A table (T_REP_SUMMARY) that contains one row of summary information
    last_change_tracked bigint - last value of Change Track that was captured for all tables
    last_check_date datetime - last checked date/time
    last_extraction_date datetime - last extraction datetime
    history_flag - allows the abilty to set history off/on.

SSIS Package
We then created an SSIS Package than contains the ETL code.
The package is very simple:

Step 1: Connect to the Source DB:
        1.1 Determine if changes occurred to any of the 70 tables since the last check. This is performed using a Change Track Function Call using the last_change_tracked number value from T_REP_SUMMARY. (use 0 if this is the first time checking)
        1.2 If changes occured, proceed to Step 2. Otherwise, update the last_check_date field in the T_REP_SUMMARY, and wait until the next checktime

Step 2: ETL
       2.1 Using the T_REP table and a loop, use the MIN_VALID_VERSION function to find which table(s) were changed
            2.1 For each changed table:
                2.1.1 Truncate the target_tmp table associated with selected table
                2.1.2. By Joining the internal Change Track table with the actual source table, populate the rows in the the target_tmp table with the source table along with the sys_change_operation number. 
                2.1.3 Using the MERGE statement, merged the changes with the target table to update the replicated table
                2.1.4 Update the T_REP table with last_sync_version ,last_extraction_date , and last_change_count 
                2.1.5 Finally, copy all the changes from the target_tmp table to the target_history table along with the sync_version and extraction_date. 
        2.2 Update the T_REP_SUMMARY table with the last_updated timestamp and the last_sync_version. 

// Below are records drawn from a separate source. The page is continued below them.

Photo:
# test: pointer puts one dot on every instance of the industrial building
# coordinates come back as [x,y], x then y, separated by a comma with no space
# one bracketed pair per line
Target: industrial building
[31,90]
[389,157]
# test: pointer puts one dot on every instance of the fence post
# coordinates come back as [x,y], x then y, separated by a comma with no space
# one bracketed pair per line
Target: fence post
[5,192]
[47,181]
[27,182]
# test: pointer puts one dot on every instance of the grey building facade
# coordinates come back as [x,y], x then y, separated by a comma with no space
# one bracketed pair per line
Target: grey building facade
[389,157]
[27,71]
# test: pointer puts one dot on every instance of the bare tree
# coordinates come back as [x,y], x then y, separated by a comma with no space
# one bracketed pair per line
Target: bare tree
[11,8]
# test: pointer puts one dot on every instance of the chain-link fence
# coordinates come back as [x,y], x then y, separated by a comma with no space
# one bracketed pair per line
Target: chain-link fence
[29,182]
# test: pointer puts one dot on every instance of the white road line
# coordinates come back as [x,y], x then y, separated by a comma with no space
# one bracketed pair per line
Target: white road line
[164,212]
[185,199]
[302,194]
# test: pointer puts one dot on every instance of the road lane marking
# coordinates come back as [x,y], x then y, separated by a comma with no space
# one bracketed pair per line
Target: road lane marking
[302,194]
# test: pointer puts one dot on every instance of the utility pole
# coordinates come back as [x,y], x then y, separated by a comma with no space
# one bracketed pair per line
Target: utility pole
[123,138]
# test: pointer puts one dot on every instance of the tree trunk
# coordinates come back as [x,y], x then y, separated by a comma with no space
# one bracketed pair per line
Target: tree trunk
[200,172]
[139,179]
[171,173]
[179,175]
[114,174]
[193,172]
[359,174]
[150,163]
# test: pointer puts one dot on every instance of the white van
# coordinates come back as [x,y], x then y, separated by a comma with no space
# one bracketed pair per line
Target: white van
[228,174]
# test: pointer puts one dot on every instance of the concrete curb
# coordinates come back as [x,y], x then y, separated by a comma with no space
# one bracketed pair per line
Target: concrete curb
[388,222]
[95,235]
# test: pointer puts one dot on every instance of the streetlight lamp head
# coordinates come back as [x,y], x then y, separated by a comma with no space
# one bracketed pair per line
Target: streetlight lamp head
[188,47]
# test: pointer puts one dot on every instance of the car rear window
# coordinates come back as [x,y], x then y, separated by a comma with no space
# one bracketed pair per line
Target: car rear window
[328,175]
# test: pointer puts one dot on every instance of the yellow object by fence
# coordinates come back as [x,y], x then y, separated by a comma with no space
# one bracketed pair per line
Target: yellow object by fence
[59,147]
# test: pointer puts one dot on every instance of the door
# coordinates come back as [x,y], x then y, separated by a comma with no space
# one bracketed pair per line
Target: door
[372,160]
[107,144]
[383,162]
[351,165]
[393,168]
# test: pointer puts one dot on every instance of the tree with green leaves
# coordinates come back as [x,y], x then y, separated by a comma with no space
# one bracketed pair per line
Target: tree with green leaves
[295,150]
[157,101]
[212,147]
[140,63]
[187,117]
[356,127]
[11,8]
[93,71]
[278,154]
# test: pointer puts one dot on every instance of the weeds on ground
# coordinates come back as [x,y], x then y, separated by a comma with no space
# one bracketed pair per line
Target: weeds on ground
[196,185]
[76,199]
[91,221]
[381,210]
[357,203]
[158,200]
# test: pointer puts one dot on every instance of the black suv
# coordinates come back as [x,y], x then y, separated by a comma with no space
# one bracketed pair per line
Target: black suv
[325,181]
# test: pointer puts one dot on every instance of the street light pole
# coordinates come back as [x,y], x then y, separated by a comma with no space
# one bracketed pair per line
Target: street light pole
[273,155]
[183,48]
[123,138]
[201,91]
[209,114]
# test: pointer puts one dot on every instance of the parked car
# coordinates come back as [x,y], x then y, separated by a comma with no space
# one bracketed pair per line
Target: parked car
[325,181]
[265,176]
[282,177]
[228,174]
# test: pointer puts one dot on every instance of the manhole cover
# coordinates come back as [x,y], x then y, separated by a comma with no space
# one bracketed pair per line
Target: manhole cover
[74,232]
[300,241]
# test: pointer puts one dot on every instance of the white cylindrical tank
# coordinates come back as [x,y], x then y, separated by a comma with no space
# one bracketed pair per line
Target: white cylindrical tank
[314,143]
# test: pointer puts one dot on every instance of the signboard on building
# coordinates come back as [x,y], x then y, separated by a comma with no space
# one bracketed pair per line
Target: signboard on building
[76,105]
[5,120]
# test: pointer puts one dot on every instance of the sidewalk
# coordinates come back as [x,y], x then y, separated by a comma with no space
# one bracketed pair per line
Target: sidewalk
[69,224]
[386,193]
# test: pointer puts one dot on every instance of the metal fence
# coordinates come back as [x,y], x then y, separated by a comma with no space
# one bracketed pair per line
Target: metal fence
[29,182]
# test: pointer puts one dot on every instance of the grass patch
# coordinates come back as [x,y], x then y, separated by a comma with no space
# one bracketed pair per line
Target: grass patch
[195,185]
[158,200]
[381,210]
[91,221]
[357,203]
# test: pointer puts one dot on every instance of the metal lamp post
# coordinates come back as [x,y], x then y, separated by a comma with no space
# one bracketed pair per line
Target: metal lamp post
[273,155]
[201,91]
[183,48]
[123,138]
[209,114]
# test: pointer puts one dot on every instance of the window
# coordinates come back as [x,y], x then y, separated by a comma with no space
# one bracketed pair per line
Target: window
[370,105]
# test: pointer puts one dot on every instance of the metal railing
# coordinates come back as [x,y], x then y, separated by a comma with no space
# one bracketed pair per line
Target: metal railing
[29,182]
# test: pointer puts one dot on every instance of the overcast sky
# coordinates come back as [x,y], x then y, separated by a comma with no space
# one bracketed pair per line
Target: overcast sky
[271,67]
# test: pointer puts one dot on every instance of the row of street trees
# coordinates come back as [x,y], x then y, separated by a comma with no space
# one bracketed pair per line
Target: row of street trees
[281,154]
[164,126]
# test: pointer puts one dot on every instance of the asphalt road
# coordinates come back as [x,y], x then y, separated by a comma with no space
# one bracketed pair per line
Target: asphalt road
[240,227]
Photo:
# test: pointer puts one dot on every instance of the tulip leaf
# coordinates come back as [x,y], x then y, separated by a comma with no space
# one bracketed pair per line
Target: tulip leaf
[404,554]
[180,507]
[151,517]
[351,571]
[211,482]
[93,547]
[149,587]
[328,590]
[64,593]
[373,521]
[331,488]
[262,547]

For testing, the application was stress tested using a tool that performed 120 DML changes per minute on the source. The ETL SSIS package was implemented using the SQL Server Job Scheduler with a 30 second interval. The average process time was 6 seconds. The interval was changed to 1 minute. The average process time remained the same.

Conclusion

By using the power of  Microsoft's Change Track and SSIS, our customer is able to view near real time OLTP data without having to access the production servers.